Uma ressalva importante feita por ele é a necessidade de avaliar nesse contexto que o Japão coloca abaixo residências mais cedo que outras nações, por isso muitos imóveis edificados são de reposição. Para During, esse, inclusive, é um dos segredos do sucesso nipônico. Com as atualizações das rigorosas legislações de segurança contra terremotos, as pequenas habitações japonesas às vezes se “depreciam completamente em apenas 30 anos”. “Essa alteração rápida do estoque de moradias proporciona que o país tenha muito mais chances de instalar prédios maiores”, explica.
Em relação aos preços das casas, o autor menciona novamente Tóquio como exemplo: a cidade vem, desde a bolha imobiliária dos anos 1990, acrescentando residências em uma velocidade maior que o incremento do número de famílias. Isso cria um mercado com grande quantidade de imóveis, o que mantêm os “valores de locação e de compra baixos e estáveis”. No Japão como um todo, os preços das habitações ajustadas pela inflação caíram e os aluguéis são menores que de outras nações integrantes da Organização para a Cooperação e Desenvolvimento Econômico (OCDE).
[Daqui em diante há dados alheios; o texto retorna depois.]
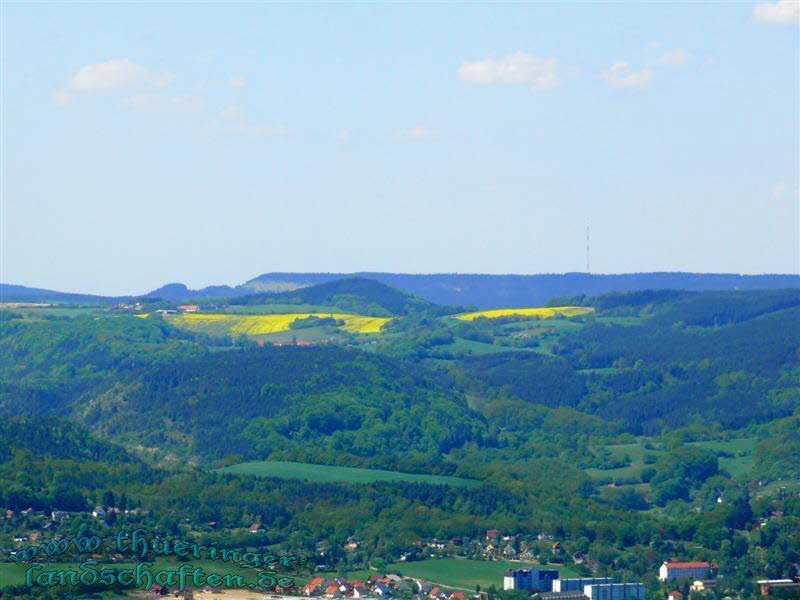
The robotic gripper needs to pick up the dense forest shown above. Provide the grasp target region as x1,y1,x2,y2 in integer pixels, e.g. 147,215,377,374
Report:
0,280,800,596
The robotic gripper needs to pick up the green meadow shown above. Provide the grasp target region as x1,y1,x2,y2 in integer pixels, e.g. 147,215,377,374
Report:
586,437,758,481
386,558,577,592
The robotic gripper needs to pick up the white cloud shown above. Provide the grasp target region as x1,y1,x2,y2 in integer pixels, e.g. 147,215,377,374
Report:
458,51,561,92
219,105,242,119
753,0,800,25
602,62,653,87
67,58,175,92
50,90,75,106
119,93,206,112
657,48,689,67
399,125,439,140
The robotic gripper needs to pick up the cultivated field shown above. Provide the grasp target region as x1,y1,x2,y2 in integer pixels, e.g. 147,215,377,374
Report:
218,460,480,487
454,306,594,321
167,312,391,335
378,558,577,592
586,438,758,482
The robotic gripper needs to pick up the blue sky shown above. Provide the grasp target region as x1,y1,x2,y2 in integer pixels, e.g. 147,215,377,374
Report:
2,0,800,293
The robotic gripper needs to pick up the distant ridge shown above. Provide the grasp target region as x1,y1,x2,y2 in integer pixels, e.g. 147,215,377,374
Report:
0,272,800,309
240,272,800,309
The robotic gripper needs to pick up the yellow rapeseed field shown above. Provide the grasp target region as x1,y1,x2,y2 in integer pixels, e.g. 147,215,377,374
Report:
454,306,594,321
172,313,391,335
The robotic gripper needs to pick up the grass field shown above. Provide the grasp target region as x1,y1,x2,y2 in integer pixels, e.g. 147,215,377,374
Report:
372,558,577,592
586,437,758,481
218,460,480,487
453,306,594,321
167,312,391,336
0,558,308,590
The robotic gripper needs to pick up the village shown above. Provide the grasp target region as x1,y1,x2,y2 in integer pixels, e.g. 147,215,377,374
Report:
6,506,800,600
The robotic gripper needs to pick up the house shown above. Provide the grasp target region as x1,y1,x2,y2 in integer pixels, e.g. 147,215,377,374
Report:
658,561,716,581
691,579,717,592
372,583,392,596
756,579,800,598
301,577,325,596
417,580,433,594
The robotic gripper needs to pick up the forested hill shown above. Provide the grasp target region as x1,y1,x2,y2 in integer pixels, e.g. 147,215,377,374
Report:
244,273,800,308
6,272,800,308
231,277,440,316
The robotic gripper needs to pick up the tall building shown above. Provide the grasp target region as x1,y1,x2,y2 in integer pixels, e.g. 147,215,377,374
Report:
503,569,539,590
658,562,716,581
583,583,644,600
503,567,558,592
553,577,614,593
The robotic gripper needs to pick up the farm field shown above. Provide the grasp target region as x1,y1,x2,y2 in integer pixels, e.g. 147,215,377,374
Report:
0,558,308,591
220,304,341,315
167,312,391,336
372,558,577,592
217,460,480,487
453,306,594,321
586,437,758,481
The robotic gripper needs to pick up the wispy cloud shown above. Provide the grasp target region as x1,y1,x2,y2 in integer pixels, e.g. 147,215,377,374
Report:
753,0,800,25
399,125,439,140
656,48,689,67
458,51,561,92
50,58,175,106
601,62,653,87
50,90,75,106
219,105,242,119
67,58,175,92
228,74,247,88
119,92,206,112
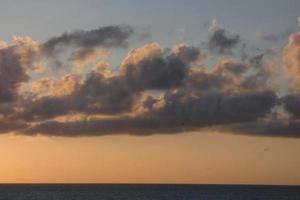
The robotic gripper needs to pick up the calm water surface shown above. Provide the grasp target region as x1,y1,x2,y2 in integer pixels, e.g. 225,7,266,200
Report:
0,184,300,200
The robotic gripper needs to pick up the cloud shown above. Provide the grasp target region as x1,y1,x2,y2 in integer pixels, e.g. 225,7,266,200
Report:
256,28,294,43
43,26,133,55
283,33,300,86
208,28,240,54
0,37,40,103
0,23,300,138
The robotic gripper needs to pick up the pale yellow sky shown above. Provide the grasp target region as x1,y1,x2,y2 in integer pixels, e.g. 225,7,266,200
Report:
0,133,300,184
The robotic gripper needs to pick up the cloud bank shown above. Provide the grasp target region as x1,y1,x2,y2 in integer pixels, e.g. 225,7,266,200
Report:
0,22,300,138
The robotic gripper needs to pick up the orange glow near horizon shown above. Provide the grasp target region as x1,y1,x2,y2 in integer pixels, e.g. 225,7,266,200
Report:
0,133,300,184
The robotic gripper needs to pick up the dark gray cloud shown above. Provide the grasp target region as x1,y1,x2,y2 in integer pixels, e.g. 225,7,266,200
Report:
208,28,240,54
24,91,276,137
0,37,39,103
0,26,300,138
42,26,133,55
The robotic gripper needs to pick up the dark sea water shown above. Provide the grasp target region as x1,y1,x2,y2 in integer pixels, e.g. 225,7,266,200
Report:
0,184,300,200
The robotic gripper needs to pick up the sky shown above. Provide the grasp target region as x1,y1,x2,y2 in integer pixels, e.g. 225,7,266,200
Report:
0,0,300,185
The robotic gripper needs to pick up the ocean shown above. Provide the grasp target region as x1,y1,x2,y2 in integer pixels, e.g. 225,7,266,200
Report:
0,184,300,200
Centralização do planejamento urbano dificulta ações contra edificações de maior porte
Mesmo com o surgimento de um grande número de associações de bairro e de organizações de moradores nos últimos anos e a participação ativa de residentes no engajamento das comunidades, como noticia o site do LabGov, a centralização das políticas urbanísticas japonesas torna mais complexo que medidas e atividades de Nimbys (do inglês Não no meu jardim – grupos que se mobilizam para impedir projetos que consideram prejudiciais para o meio urbano ou que alteram as características de uma região) contra a construção de arranha-céus e outros tipos de prédios obtenham sucesso. No artigo para o Sightline Institute, Alan During destaca a afirmação do planejador da região de Minato, em Tóquio, Takahiko Noguchi, em entrevista ao Financial Times: “As pessoas têm o direito de usar suas terras; então, basicamente, os vizinhos não têm o direito de interromper o desenvolvimento”.
During frisa ainda que, como todas as decisões sobre planejamento são tomadas na capital japonesa, o Japão “escapou da armadilha do bloqueio (da edificação de novas estruturas) e oferece moradias populares em locais onde se pode caminhar. É um modelo que vale a pena imitar”. Porém, ele reforça que esse não é o único padrão a ser seguido e que as particularidades da política habitacional de cada país alertam “contra o excesso de peso (controle) em qualquer nação”.
O autor também referencia iniciativas adotadas pelo governo nipônico para incentivar as cidades a permitirem a construção de mais imóveis. De acordo com o professor Nobuki Mochida, da Chuo University em Tóquio, que estudou os efeitos fiscais do crescimento populacional e residencial no Japão, “o sistema de finanças públicas do país inclui um poderoso esquema de equalização fiscal que transfere fundos de lugares ricos para os pobres”.